Hi, I m using universal login for my SPA application, if the user logs in once and forgets to logout the next time he opens a tab and hits on the application url he gets directly logged in without even clicking on login button. i m calling the authorize endpoint when application loads so it will take the user to universal login but if user forgets to log out, the next time he is directly logged in.Can anyone tell me why this is happening.
Hi,
If the user simply closes a tab but the browser process remains running (for example, if other tabs are still open) non-persistent cookies for that tab are usually not cleared. Non-persistent cookies are typically not cleared until the browser process is terminated. So if the browser process remains running and the user opens a new tab at the application URL, all the previously-set cookies are still there.
However, assuming that the user does close the browser without logging out, the default behaviour of Auth0 is to automatically log them back in. This is because the Auth0 session cookies are persistent. They don’t get cleared when the browser process is terminated.
You can set the maximum duration of the Auth0 signin session via tenant settings but it’s an imperfect solution. Set it too low and the signin session can expire while the user is using your application (causing further authorization requests - for example, obtaining access tokens - to require re-authentication). Set it too long and the user will remain signed in.
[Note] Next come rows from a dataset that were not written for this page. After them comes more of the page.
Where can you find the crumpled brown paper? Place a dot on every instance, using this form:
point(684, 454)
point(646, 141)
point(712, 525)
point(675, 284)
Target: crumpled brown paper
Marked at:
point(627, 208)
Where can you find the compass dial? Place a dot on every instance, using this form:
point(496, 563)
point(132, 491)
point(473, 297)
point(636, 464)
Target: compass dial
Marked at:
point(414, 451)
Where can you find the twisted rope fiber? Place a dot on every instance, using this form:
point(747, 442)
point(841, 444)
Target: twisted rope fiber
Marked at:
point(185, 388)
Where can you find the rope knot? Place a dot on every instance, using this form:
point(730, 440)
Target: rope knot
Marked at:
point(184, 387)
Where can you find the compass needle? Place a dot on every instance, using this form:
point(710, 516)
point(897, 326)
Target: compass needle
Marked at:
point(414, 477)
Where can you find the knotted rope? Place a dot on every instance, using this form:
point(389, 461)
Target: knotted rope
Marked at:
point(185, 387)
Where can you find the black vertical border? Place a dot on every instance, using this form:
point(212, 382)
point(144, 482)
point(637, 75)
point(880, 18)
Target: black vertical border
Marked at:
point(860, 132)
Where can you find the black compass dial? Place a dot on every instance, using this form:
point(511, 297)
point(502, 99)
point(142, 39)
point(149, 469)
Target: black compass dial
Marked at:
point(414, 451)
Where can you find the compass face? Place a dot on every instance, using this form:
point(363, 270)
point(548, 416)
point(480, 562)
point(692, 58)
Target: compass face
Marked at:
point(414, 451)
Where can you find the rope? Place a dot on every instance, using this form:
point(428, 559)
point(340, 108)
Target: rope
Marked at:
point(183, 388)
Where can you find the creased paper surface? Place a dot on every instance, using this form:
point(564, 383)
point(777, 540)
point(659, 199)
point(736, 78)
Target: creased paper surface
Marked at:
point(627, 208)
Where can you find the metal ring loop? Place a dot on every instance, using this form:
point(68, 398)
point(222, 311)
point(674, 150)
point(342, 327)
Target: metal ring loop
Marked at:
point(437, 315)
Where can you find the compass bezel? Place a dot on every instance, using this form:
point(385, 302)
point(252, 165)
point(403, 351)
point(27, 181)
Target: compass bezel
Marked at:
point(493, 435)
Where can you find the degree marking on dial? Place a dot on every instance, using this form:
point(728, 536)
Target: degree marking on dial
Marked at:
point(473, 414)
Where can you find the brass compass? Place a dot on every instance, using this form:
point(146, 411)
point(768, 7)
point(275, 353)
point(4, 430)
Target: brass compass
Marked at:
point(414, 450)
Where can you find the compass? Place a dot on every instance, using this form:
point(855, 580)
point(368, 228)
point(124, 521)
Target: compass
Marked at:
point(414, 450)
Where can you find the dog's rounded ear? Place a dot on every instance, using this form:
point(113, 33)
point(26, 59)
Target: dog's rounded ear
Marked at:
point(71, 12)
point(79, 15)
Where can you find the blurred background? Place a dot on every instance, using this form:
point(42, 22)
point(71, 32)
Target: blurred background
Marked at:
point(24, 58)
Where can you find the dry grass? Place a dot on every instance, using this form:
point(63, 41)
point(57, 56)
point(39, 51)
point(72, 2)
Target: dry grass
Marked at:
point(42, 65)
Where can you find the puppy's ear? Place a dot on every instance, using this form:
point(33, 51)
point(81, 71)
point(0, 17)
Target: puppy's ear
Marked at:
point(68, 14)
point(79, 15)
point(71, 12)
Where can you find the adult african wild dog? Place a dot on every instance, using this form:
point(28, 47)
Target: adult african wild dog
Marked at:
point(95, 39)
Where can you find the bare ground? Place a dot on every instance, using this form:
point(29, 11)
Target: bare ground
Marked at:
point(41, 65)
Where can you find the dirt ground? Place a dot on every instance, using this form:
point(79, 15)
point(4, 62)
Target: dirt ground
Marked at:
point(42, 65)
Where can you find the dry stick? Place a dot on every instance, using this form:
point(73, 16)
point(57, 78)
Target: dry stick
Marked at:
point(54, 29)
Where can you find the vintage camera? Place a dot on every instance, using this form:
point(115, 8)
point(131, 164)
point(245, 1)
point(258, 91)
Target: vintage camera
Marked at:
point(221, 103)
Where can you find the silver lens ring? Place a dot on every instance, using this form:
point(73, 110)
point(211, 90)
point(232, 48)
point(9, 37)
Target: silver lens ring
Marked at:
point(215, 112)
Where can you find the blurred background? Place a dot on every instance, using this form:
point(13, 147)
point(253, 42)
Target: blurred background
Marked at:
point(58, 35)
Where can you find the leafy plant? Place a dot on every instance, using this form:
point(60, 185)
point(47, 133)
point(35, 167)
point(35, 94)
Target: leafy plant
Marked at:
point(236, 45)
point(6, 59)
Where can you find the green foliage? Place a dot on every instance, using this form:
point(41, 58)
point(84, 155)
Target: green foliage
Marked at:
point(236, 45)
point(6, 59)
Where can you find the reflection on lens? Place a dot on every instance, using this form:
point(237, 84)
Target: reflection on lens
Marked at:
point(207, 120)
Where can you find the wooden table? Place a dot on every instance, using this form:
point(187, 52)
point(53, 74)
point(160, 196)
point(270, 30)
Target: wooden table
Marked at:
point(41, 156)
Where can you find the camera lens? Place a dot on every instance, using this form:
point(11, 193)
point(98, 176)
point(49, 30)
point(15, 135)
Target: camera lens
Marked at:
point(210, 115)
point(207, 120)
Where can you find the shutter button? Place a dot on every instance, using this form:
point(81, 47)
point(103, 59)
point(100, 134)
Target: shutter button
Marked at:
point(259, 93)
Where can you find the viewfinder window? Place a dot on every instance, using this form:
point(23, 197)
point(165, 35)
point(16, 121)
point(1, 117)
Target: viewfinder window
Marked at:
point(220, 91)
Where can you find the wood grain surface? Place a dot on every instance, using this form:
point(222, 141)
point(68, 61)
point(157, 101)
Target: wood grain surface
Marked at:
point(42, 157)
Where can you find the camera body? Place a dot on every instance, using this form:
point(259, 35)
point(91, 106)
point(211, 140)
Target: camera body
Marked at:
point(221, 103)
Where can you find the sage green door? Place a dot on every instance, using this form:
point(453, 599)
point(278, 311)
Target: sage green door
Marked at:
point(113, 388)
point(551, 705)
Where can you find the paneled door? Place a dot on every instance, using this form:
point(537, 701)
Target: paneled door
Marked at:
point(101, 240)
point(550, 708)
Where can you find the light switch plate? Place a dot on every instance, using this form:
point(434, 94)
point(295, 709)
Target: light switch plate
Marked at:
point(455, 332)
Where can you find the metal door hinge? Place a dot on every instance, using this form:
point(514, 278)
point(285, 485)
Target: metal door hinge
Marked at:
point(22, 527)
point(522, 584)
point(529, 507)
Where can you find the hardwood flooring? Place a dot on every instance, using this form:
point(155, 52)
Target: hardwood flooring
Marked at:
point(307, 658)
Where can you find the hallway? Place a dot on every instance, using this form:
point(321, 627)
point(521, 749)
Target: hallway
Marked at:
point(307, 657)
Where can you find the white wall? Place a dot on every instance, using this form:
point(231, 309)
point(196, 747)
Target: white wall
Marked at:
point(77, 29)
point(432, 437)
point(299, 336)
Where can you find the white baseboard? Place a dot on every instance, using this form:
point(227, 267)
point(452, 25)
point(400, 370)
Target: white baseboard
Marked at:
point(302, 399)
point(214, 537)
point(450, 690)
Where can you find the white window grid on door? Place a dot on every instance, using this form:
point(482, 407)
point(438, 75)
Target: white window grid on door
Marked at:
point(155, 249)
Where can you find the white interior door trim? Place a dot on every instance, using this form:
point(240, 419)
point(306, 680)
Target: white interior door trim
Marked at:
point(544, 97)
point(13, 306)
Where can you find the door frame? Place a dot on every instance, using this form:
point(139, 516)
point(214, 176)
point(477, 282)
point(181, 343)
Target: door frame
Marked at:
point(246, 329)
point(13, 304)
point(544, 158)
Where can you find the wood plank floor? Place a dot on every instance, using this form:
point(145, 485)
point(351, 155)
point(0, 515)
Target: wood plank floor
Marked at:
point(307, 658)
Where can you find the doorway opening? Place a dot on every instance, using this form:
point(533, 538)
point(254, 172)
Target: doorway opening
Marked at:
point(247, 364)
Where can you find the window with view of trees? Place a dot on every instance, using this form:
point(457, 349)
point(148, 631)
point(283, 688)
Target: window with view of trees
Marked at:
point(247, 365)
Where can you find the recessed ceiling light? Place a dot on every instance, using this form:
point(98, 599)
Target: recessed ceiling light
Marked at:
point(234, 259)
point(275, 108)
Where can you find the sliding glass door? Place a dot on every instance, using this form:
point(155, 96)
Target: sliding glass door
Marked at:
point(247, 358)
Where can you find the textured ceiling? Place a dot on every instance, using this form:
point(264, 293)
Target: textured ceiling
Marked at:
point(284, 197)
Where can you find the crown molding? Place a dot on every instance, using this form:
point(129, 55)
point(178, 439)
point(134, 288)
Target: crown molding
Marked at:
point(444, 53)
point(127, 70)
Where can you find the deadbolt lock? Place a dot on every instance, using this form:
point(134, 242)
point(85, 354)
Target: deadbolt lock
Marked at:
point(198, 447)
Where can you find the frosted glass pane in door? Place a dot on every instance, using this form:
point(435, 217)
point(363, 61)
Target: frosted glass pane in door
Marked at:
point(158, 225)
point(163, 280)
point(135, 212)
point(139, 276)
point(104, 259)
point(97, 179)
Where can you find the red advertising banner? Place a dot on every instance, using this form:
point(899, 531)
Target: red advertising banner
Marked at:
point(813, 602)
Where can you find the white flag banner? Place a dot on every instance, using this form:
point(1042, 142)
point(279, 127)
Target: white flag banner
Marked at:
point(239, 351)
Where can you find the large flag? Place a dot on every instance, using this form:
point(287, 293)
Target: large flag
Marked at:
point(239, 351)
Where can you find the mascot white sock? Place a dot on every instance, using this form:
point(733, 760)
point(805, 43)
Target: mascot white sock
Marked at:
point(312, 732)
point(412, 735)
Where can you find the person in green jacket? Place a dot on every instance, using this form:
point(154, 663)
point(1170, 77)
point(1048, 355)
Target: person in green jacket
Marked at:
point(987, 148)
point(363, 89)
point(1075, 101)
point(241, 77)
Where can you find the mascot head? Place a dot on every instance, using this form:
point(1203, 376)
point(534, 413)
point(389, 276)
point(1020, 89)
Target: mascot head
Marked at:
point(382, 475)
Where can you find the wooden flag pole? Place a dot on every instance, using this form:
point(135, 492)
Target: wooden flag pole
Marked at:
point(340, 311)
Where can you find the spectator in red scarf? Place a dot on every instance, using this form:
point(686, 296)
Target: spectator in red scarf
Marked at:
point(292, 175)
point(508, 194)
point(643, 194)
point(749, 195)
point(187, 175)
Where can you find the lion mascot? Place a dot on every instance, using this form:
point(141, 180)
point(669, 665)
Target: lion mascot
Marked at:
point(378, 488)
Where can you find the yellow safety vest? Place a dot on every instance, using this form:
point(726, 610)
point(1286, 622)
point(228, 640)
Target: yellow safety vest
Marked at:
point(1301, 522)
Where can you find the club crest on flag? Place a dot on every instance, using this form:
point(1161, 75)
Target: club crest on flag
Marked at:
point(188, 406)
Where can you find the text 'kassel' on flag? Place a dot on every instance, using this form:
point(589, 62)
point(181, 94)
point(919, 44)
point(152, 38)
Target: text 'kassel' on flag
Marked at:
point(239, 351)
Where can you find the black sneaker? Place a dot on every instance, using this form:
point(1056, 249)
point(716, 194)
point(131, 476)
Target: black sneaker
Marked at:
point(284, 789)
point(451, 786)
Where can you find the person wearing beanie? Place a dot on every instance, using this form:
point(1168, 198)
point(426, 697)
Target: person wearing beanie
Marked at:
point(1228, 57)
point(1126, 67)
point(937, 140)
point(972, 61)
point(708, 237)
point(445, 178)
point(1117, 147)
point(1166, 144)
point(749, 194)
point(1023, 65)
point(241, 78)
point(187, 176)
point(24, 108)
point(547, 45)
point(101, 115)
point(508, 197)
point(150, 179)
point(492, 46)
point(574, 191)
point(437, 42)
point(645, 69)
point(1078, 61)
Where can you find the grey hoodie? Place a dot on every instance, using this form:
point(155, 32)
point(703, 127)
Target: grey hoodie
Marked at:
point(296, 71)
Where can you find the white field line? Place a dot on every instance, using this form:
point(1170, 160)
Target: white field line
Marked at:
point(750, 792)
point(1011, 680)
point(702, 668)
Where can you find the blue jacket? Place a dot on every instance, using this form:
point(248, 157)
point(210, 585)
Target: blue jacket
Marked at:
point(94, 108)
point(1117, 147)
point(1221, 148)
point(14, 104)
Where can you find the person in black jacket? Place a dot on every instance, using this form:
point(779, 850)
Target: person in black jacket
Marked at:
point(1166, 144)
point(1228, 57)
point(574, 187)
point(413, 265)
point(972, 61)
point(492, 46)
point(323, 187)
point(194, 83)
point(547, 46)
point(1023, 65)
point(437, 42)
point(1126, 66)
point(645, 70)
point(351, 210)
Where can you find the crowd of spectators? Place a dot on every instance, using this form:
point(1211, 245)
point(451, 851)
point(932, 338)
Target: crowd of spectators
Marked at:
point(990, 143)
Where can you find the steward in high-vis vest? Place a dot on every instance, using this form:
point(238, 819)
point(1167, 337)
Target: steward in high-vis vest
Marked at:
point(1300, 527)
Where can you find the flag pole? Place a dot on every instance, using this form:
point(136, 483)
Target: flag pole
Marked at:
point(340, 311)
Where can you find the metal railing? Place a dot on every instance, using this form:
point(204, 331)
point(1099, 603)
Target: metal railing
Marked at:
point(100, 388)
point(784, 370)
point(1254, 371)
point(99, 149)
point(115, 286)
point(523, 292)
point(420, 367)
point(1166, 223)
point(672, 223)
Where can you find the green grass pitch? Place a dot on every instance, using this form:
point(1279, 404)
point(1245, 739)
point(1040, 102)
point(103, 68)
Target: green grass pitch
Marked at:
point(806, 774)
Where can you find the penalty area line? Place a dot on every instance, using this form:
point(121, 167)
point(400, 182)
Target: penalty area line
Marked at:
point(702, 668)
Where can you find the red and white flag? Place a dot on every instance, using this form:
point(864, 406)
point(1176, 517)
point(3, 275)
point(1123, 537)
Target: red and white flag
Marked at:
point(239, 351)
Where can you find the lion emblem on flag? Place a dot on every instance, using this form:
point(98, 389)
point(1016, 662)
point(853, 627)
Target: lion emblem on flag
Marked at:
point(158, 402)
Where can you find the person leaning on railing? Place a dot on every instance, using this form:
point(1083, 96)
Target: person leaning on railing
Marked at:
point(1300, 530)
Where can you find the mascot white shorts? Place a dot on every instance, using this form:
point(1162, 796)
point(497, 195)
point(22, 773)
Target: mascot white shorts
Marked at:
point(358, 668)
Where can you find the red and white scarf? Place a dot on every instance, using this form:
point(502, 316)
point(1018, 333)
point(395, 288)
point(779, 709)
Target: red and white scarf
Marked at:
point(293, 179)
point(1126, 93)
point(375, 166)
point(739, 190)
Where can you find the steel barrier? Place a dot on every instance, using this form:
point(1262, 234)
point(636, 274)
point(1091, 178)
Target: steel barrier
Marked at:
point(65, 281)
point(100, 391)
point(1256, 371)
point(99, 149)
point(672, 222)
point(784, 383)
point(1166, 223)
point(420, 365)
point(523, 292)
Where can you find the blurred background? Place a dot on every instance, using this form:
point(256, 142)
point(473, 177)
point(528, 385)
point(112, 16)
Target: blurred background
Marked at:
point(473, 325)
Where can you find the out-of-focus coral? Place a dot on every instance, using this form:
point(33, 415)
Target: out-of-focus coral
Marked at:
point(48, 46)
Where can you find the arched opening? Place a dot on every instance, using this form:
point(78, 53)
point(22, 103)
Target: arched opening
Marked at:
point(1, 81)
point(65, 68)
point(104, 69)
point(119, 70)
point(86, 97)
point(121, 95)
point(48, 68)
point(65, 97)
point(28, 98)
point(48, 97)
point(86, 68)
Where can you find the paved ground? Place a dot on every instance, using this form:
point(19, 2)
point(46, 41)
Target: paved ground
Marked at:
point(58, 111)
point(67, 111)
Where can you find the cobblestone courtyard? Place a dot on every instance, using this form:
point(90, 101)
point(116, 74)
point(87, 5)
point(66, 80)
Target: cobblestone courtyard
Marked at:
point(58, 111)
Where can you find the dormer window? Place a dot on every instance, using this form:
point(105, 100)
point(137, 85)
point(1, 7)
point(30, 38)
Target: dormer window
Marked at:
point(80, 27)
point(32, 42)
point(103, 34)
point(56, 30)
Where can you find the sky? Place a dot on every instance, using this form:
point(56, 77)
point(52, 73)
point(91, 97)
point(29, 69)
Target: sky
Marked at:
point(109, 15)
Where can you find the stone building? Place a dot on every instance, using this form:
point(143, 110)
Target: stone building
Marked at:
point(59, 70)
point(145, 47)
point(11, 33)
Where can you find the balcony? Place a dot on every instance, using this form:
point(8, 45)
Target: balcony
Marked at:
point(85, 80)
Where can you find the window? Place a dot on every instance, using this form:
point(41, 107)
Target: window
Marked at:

Auth0’s rationale for the service behaving this way is that most users want to stay signed in. However, there’s no option to disable this behaviour either at the tenant level or under the control of the user (for example, by offering a “keep me signed in” checkbox).
One workaround is to specify prompt=login
with your authorization request. This will force the login prompt to be redisplayed. However, the original user’s session cookie is, in fact, still there. prompt=login
just tells Auth0 to ignore it for this authorization request. If a malicious user with access to the machine re-issues the authorization request without that parameter, the original user will still be automatically logged in. It’s not ideal.
If you really can’t live with this behaviour and you have a reverse proxy between your users and Auth0 (for example, if you are using a custom domain for your tenant) you may be able to rewrite the Auth0 Set-Cookie headers to make the session cookie non-persistent. However, this is very definitely not supported by Auth0 and any changes at their end could easily break it.